Imigrações de venezuelanos desafiaram governos de Roraima e federal ao longo do ano de 2018
Foto: Marcelo Camargo/Agência Brasi - 4.5.18
Imigrações de venezuelanos desafiaram governos de Roraima e federal ao longo do ano de 2018

De um lado, famílias que se agarraram à esperança de dias melhores para tomar coragem de deixar tudo para trás e partir viagem levando consigo apenas algumas trouxas de roupa em busca de um recomeço. Do outro, o risco de colapso de serviços essenciais, o surgimento de epidemias e o aumento da violência. Governos locais e federais se viram obrigados a equacionar cada um desses fatores em busca de respostas ao enorme desafio que as imigrações apresentaram ao longo do ano.

As imigrações internacionais resultam de uma série de fatores, conforme explica a professora Bela Feldman-Bianco, uma das organizadoras do livro "Migração e exílio" (Editora UFV). "Estamos confrontando mais guerras, desastres climáticos e o aumento da pobreza no contexto das atuais políticas neoliberais e um capitalismo ultradestrutivo – isso tudo ao mesmo tempo", diz a professora, que considera um "equívoco" a taxação de correntes migratórias como sendo 'crises'. "Migrar deveria ser um direito humano. O problema é como governos e políticas nacionais percebem esses 'outros' migrantes." 

A migração foi amplamente discutida ao longo dos últimos anos especialmente na Europa , destino de milhares de imigrantes que fugiam de conflitos armados e da miséria no Oriente Médio e na África. Mas, em 2018, a questão bateu forte à nossa porta, com a chegada de milhares de venezuelanos pela fronteira em Roraima.

Foto: Agência Brasil
Busca por emprego e medo da violência motivaram imigrações ao longo de 2018

A fuga dos cidadãos do país vizinho não teve início neste ano, mas se intensificou conforme a crise do governo chavista de Nicolás Maduro recrudescia. A Prefeitura de Boa Vista, capital de Roraima, chegou a calcular que mais de 40 mil venezuelanos já estavam vivendo na cidade, número que representa cerca de 10% da população local, que totaliza cerca de 330 mil habitantes.
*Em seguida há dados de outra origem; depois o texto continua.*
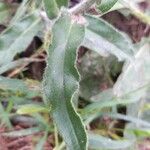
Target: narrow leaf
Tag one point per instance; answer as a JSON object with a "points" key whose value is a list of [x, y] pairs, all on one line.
{"points": [[61, 3], [106, 5], [99, 142], [17, 38], [106, 39], [31, 109], [51, 8], [61, 81]]}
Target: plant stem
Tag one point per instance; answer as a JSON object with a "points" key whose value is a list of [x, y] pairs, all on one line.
{"points": [[82, 7], [136, 11]]}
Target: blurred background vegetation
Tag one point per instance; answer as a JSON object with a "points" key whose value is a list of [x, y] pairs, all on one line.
{"points": [[24, 119]]}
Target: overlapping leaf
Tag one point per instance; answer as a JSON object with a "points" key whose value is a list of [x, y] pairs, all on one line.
{"points": [[61, 81]]}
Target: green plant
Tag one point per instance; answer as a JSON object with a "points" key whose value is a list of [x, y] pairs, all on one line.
{"points": [[65, 31]]}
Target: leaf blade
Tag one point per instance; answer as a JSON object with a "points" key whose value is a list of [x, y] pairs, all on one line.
{"points": [[60, 82]]}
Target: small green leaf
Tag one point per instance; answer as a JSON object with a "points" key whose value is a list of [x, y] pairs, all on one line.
{"points": [[4, 12], [106, 5], [102, 143], [29, 109], [61, 81], [61, 3], [18, 36], [104, 39], [51, 8]]}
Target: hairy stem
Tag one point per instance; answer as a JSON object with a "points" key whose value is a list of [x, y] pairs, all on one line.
{"points": [[82, 7]]}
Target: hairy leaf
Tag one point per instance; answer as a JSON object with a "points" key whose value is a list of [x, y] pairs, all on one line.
{"points": [[102, 143], [106, 5], [105, 39], [51, 8], [17, 37], [61, 3], [61, 81]]}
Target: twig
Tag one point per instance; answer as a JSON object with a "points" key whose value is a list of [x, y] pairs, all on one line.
{"points": [[136, 11], [83, 6]]}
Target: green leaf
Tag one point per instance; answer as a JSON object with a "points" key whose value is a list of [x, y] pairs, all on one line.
{"points": [[31, 109], [102, 143], [106, 5], [104, 39], [51, 8], [20, 87], [61, 81], [18, 36], [61, 3], [4, 12], [135, 75], [23, 132]]}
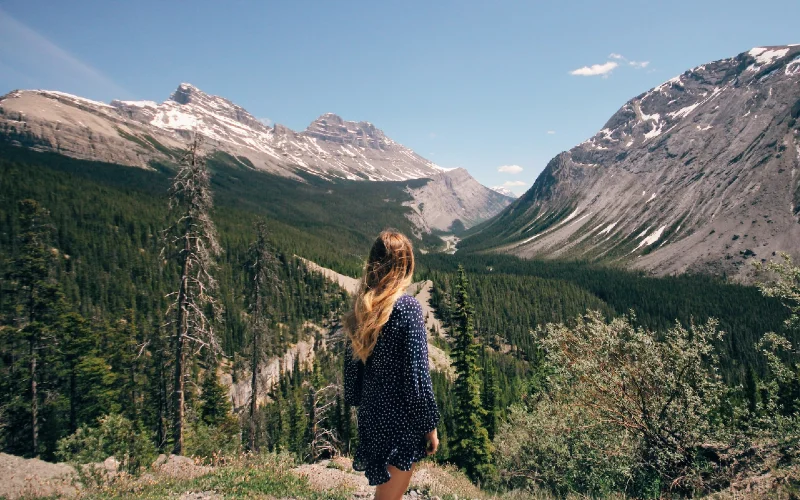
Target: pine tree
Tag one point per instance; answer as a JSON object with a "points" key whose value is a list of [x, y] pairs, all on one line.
{"points": [[490, 398], [191, 241], [470, 446], [263, 285], [38, 301], [215, 407]]}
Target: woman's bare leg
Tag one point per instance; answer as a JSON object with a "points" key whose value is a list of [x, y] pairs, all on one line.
{"points": [[394, 488]]}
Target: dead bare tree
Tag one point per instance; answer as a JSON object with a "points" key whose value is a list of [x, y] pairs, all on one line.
{"points": [[191, 242], [323, 439], [264, 287]]}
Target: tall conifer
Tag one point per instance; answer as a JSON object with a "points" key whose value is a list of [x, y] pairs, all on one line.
{"points": [[470, 445]]}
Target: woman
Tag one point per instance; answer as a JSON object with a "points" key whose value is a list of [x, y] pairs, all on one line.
{"points": [[386, 370]]}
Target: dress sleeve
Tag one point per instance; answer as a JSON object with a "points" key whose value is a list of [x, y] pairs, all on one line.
{"points": [[353, 376], [419, 388]]}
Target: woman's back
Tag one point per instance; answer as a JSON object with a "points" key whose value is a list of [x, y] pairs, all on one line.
{"points": [[394, 394]]}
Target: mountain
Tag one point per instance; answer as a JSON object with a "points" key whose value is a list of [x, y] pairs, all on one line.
{"points": [[453, 200], [698, 174], [138, 133], [504, 191]]}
A superlotação do município e de seus arredores provocou crise humanitária e muitos dos refugiados que vieram ao Brasil em busca de melhores condições de vida deram de cara com uma realidade igualmente dramática .

Muitos foram submetidos a condições de trabalho análogas a de escravos e sofreram discriminação salarial em razão de sua cidadania. Várias crianças venezuelanas passaram a pedir esmola nas ruas de Boa Vista e mulheres contratadas como empregadas domésticas sofreram abusos sexuais e foram prostituídas, segundo denunciou a procuradora Priscila Moreto em pleno Senado Federal, em fevereiro.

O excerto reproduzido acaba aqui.